Sound can surely soothe, but so can it unsettle -- I'm sure we can all think of examples of movie movements that were made (or perhaps broken, in some cases) by accompanying sound effects. It may be the heightened styling of places or situations whose soundscapes are familiar to us, or it may be the understatement of realism to highlight the weight of a dramatic moment. Whatever the case, sound design lends a texture of palpability to the world going on beyond that living screen you've been staring at -- and in certain instances, to the elicitation of a cringe. One such circumstance lies in wait for you should you find yourself seeing the newly released crime drama Killing Them Softly.

Here's the trailer for the film, which contains a brief glimpse of a scene which was the subject of a recent New York Times article, detailing the painstaking attention to detail its sound design required. That's the scene in which Ray Liotta's character is pulled from a car -- visible at about 2:00 -- and given a nasty shakedown to elicit an admittance of his suspected guilt.

Here's an excerpt from the NY Times article, in which director Andrew Dominick and sound mixer Leslie Shat discuss the creation of the scene's punch sound effects:

Mr. Dominik and Mr. Shatz experimented with several techniques while developing the punching sounds in the scene. “You always try to make a punch that feels right,” Mr. Dominik said, “because if your punches are too big, they don’t seem real. But if they’re too small, they don’t feel violent.” In some of the hits they used the sound of flash bulbs, which provide a kind of tingly aftereffect. They also occasionally muted all the other sound at moments of fist impact and mixed the dialogue into multiple channels, with discrete sounds coming from different directions, forcing the moviegoer to experience the moment more intimately.

There's plenty more details in the original article, plus a multimedia breakdown that includes several audio clips demonstrating the final effect of the various elements that contribute to the scene.
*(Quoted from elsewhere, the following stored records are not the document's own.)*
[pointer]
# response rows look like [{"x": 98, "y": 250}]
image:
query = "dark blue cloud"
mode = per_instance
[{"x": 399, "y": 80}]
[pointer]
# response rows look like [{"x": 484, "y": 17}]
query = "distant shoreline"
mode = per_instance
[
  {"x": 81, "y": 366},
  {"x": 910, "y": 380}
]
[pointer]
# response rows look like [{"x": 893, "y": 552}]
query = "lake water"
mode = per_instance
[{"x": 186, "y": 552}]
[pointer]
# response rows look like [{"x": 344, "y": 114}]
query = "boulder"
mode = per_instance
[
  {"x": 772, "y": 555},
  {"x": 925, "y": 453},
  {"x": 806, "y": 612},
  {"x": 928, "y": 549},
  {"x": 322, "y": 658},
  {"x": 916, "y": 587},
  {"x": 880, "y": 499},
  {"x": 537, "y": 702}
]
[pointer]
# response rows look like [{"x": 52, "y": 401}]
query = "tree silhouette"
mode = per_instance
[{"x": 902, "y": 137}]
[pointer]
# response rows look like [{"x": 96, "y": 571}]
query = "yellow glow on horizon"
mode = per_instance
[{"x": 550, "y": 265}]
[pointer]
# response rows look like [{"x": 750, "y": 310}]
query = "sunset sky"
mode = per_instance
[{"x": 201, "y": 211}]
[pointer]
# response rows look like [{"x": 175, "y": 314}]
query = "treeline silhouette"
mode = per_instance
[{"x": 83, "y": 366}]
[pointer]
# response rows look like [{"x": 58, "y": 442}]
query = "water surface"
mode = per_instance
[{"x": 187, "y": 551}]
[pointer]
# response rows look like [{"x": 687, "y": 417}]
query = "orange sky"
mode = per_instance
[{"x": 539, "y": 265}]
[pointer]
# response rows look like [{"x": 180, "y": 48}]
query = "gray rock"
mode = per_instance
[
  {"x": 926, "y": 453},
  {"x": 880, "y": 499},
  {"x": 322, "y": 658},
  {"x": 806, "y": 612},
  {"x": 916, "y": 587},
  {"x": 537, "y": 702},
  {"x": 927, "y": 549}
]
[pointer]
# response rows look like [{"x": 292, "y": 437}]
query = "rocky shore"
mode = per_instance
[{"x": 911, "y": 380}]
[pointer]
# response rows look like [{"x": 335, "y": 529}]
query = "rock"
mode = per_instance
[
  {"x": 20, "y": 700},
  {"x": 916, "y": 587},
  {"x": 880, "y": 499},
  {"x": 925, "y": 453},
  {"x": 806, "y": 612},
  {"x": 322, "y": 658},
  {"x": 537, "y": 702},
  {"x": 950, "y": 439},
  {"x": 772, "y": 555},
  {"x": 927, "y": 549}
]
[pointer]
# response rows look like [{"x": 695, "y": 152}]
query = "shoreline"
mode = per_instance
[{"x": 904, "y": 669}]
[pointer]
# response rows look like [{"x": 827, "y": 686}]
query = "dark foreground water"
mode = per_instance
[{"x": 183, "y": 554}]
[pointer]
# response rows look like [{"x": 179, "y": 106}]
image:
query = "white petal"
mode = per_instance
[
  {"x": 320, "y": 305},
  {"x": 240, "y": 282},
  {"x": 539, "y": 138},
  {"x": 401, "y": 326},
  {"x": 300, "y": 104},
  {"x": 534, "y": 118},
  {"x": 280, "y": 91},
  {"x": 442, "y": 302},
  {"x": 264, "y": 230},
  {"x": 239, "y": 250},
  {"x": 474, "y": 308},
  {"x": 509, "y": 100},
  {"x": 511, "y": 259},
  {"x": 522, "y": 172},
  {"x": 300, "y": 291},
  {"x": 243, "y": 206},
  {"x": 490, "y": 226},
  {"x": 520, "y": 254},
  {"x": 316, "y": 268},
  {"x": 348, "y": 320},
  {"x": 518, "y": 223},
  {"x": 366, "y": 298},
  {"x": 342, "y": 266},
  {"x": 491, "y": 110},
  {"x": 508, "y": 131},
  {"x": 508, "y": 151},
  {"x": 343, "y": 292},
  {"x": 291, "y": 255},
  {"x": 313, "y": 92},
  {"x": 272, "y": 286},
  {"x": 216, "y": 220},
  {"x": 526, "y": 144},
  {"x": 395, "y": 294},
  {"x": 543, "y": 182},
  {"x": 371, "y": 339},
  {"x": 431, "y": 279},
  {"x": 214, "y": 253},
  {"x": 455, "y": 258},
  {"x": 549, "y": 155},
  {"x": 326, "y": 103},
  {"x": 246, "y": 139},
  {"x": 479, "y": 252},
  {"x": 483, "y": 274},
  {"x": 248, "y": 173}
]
Everything from the rain (real recordings of which could not provide enough of the sharp edge desired) to the the sounds of Liotta's character being slammed against the car (also recreated for maximum control and forcefulness) are detailed in it -- reading is recommended for anyone interested in ways in which to populate such a fight scene with evocative sound design.

What sorts of things have you recorded for fight scenes in your own work? What materials or recording techniques have you used -- and what have you found, perhaps to your surprise, to give a surprisingly brutal-sounding effect?